Upon watching David Cronenberg’s Eastern Promises a second time, I felt like I got no new food for thought out of the film. It’s still the same film I saw three months ago. It’s very good but doesn’t quite rank in the upper echelon of the gangster genre. It’s technically stunning and extremely well acted but there are a few quibbles that can’t be ignored. The script is well-structured with good plot points and twists but the dialogue is a little off-beat and some of it seems way out of left field. The ending still feels rushed and it still seems like there are a few chinks in the chain when the film is over.

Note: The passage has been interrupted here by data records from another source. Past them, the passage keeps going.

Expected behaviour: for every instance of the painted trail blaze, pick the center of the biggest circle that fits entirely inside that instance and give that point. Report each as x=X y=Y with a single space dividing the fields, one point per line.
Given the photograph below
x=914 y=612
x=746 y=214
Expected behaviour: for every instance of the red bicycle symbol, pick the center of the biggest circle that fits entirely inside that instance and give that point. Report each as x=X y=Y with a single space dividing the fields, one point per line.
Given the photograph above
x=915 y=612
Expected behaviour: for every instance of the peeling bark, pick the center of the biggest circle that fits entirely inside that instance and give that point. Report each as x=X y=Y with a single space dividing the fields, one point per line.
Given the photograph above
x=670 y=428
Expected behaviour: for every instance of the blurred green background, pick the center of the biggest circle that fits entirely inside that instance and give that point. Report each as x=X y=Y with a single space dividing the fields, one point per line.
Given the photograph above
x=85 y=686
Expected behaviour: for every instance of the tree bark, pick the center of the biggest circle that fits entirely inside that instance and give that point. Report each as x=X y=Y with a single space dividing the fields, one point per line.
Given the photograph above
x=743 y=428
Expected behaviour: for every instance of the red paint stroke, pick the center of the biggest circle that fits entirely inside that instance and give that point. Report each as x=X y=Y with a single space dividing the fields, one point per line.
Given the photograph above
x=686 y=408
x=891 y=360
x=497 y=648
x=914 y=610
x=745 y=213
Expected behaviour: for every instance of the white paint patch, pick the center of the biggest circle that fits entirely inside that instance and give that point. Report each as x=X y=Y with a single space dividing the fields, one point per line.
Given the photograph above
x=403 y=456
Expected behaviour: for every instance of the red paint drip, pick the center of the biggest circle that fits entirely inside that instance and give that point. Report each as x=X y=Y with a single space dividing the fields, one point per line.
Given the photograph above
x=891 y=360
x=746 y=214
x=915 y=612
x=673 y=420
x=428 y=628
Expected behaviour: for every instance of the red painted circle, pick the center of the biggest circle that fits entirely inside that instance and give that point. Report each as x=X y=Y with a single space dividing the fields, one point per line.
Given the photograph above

The film delves deep into the heart of a Russian mafia family, headed by Seymon (Armin Mueller-Stahl) and his son Kirill (Vincent Cassel). Living in London, they traffic many Eastern European prostitutes. A nurse by the name of Anna (Naomi Watts) delivers the baby of an unidentified girl, who died during the conception. Through a diary found in the woman’s purse, Anna learns that the the girl is Tatiana, one of those prostitutes. When Seymon learns that Anna is in possession of the diary, which exposes many secrets about himself and his son, he does all in his power to keep it from falling into the hands of the police. Viggo Mortenson plays Kirill’s ostensible and eerie driver/errand boy Nikolai, who crosses paths with Anna frequently during the film.
When you watch the film, on DVD or the big screen, there is no denying that this is one of the best looking motion pictures of the year and Cronenberg should be revered for that alone. The cinematography and editing are top notch.
It’s the acting by the ensemble cast that makes this thriller better than the norm. Naomi Watts is felicitous for the role of Anna and splendid in the supporting field are Vincent Cassel and Armin Mueller-Stahl. But it is Viggo Mortenson’s bravura turn as Nikolai that still remains in my book as the most outstanding performance of 2007.
DVD bonus features are most certainly lacking here, which means fans of the film should probably wait a few months to see if there’s some sort of collector’s edition on the way. There are only two featurettes that are interesting but very brief, adding up to just sixteen minutes total. One explores the pre-visualization and goals Cronenberg and writer Steve Knight set out to do before making the picture. Knight particularly wanted to explore prostitution trafficking and with some certain scenes he does so nicely. Cronenberg wanted to make a film that stuck with viewers days after seeing it. With just one scene, a bloody brawl featuring a very naked Viggo Mortenson, he does that easily. That scene will undoubtedly end up being the most indelible scene of the year. The second featurette explores Mortensons character, including the research in Eastern Russia he did for his role, and the semiotics of the tattoos that cover the bodies of these characters. Overall though, the DVD is a big disappointment as it shares only superficial insight into a complex film.
DVD technical features include English, French and Spanish subtitles and languages include English and French.